I rifiuti cosiddetti “pericolosi” sono quelli che, mescolati agli altri o abbandonati a se stessi, rilasciano sostanze tossiche o nocive che disperdendosi nell’ambiente lo inquinano pericolosamente e profondamente per lunghi periodi, contaminando le catene alimentari e giungendo fino all’uomo. Ad esempio 5 litri di olio minerale per motori (il cambio medio di un’automobile) potrebbero inquinare una superficie del mare pari a circa 5.000 metri quadrati, impedendone l’ossigenazione.
  1. Pile esauste: le pile esauste sono inquinanti per i metalli pesanti che contengono, quali il cromo, il cadmio, il rame e lo zinco, ma soprattutto il mercurio, il più pericoloso. Le quantità di mercurio contenute nelle pile sono minime, ma se vanno in discarica, o peggio, se sono gettate nell’ambiente il rischio di inquinamento, in particolare delle acque è molto alto. Una pila contiene circa un grammo di mercurio, quantità più che sufficiente per inquinare 1.000 litri di acqua. Le pile non possono nemmeno essere riciclate o bruciate: una volta raccolte sono destinate ad impianti appositi dove subiscono un trattamento che le rende inerti. Ecco perché esistono cassonetti solo per la raccolta delle pile esaurite.
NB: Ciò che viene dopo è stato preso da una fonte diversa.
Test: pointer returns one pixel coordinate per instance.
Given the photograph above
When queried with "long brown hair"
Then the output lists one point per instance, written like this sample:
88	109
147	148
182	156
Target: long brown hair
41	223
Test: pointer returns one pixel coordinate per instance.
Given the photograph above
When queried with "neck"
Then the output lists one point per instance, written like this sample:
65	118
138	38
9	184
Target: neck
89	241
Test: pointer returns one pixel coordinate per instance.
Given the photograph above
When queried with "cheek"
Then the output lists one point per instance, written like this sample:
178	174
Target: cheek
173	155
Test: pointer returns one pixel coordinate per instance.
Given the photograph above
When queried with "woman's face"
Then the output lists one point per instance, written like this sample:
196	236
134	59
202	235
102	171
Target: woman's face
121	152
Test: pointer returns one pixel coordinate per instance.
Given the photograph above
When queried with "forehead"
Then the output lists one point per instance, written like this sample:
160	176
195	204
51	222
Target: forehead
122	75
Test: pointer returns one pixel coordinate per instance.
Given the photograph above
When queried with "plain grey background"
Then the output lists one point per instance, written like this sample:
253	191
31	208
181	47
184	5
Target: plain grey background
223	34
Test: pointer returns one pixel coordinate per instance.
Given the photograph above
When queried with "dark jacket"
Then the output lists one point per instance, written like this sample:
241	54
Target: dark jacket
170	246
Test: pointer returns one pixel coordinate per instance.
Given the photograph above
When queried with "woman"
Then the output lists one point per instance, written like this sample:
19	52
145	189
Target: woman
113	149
  2. Farmaci scaduti: il pericolo dei medicinali scaduti è molto simile a quello delle pile. Se smaltiti in modo scorretto, le sostanze di cui sono composti possono disperdersi ed inquinare. Le precauzioni nel trattare questo tipo di rifiuti sono osservate per tutta la durata del loro viaggio: dal cassonetto che li raccoglie (di solito si trovano presso le farmacie) al forno apposito che li distrugge.
  3. Batterie delle auto: tutte le auto possiedono una batteria che mediamente pesa 10 kg, di cui più della metà è piombo, un metallo molto pericoloso, perché ha la caratteristica di accumularsi negli organismi viventi e di causare intossicazioni ed avvelenamenti. Non è facile gettare una batteria per auto: il meccanico elettrauto sa bene che quando ne cambia una deve portare quella vecchia obbligatoriamente nei centri di raccolta. Fortunatamente il piombo è un metallo che può essere riciclato, così non solo si elimina un pericolo tossico, ma si aiuta anche a conservare risorse naturali ed energia elettrica.
  4. Olii minerali: l’olio minerale si trova nel motore di automobili, autobus, camion, motociclette, motorini, ecc. Ogni anno se ne consumano circa 600.000 tonnellate, di cui almeno 200.000 restano come residuo. I risultati ottenuti con la raccolta degli olii esausti sono davvero buoni: gli ultimi dati dicono che sono stati raccolti circa 170.000 tonnellate di scarti annui. L’obiettivo è evitare che anche il restante materiale venga disperso.
  5. Pneumatici: i pneumatici hanno una vita insospettatamente lunga, perché quelli in buone condizioni subiscono un trattamento che si chiama “rigenerazione” e quindi vengono immessi di nuovo sul mercato. I pneumatici non più riutilizzabili, vengono riciclati nelle componenti dell’asfalto, nei respingenti delle barche, nei cavi isolanti e così via.
  6. Inerti dell’edilizia: i materiali inerti sono le macerie che si producono quando si ristruttura una casa, una fabbrica, una scuola, o un qualsiasi altro edificio. Tutti questi detriti non possono essere messi certo nei cassonetti ma vanno caricati su un camion e portati in centri appositi dove inizia la selezione. Tolte le parti più ingombranti, se ci sono, tutto passa in un mulino che frantuma i detriti in parti molto piccole e separa il materiale di costruzione, come il cemento, dalle parti in metallo. La fase successiva è togliere, tramite calamite, i residui di ferro che, accumulati a parte vengono avviati al riciclaggio del ferro. Si tolgono, quindi, le parti più leggere, come carta, plastica e cartone. La terza fase prevede la selezione dei materiali in funzione delle loro dimensioni che vengono riciclate e riutilizzate di nuovo in edilizia.
  7. Toner: il toner è l’inchiostro (contenuto in un’apposita cartuccia che serve per le stampanti dei computer, dei fax, ecc.) Il toner può essere ricaricato, ossia riempito di nuovo inchiostro più e più volte.